Google's Chromebook has managed to be a thorn in Microsoft's Windows side with two key ingredients: Low pricing, an improving operating system and a decent cloud game. Today, the Chromebook is a poster child for good enough computing.
The launch of the Pixel today changes that equation. Now the Google-Microsoft duel will step up to another level. Google outlined hardware specs, screen pixels and other goodies, but I really only needed to see the price: $1,299 to start.
Once you get over the initial shock you realize that Google is going with high-end pricing for a few reasons. Here's the short version:
- A high-end price doesn't encroach on partners such as Asus and Samsung, who are selling cheaper Chromebooks.

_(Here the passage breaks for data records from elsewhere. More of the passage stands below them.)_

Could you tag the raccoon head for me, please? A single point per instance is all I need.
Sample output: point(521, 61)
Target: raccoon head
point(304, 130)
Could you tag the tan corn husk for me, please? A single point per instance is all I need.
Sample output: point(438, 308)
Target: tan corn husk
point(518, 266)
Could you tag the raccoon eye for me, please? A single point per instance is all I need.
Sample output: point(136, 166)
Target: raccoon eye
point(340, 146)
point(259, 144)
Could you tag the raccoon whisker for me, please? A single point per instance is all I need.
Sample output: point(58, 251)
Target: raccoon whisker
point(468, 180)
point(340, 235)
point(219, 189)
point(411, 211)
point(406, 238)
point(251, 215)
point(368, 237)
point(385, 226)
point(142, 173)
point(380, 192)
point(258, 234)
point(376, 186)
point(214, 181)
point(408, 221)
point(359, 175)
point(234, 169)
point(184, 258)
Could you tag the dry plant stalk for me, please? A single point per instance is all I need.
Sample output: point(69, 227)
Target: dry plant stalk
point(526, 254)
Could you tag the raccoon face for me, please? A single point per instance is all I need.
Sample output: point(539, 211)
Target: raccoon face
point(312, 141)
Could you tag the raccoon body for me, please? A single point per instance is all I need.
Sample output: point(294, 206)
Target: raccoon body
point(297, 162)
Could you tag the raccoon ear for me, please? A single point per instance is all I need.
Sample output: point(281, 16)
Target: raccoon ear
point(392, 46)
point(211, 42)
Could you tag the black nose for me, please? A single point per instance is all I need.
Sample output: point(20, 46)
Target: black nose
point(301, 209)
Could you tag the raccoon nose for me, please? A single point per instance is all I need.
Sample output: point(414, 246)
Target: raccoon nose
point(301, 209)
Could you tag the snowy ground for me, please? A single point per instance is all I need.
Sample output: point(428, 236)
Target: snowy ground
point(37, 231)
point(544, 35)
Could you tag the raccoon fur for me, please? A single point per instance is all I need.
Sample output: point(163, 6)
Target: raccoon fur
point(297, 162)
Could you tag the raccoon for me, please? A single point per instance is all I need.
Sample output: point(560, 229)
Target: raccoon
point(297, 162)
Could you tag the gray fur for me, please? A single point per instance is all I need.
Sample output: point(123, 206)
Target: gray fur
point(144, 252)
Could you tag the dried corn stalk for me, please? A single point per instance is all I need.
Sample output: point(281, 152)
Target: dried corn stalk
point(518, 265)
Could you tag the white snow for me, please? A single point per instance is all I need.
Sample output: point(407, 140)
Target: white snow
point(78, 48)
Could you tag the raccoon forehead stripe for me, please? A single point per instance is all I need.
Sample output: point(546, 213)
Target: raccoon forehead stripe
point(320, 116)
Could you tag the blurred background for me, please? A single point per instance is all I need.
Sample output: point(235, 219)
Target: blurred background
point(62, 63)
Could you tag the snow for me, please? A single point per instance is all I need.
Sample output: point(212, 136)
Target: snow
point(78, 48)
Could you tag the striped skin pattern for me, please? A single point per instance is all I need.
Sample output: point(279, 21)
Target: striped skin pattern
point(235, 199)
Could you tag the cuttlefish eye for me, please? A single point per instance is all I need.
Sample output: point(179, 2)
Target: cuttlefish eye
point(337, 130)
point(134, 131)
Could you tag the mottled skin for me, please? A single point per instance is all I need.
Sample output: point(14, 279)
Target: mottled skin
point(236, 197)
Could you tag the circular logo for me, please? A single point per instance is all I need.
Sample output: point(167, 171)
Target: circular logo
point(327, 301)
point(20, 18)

- There's not much for Google to lose with a high-end Chromebook.
- And if this somewhat pricey Chromebook sells well it's going to hit the Windows ecosystem right where the margins are.
With that calculus, you'd take a flier on the Pixel too. Google said in its blog post:
With the Pixel, we set out to rethink all elements of a computer in order to design the best laptop possible, especially for power users who have fully embraced the cloud.
By going after the power user, Google is looking to go right into Microsoft's wheelhouse. Apple is also a target, but most likely a secondary concern.
What's unclear is whether power users are going to care about pixel density, touchscreen capability and swell components. On the surface, power users would go for those items. However, the catch is that you have to completely buy into Google's version of the cloud. Typically, the Chromebook means all Google---and the services with it---all the time.
Sure, Google has perks like a terabyte of Google Drive cloud storage included with the Pixel, but this Chromebook probably has a limited audience. Should Pixel grow a larger following it's going to be very dangerous.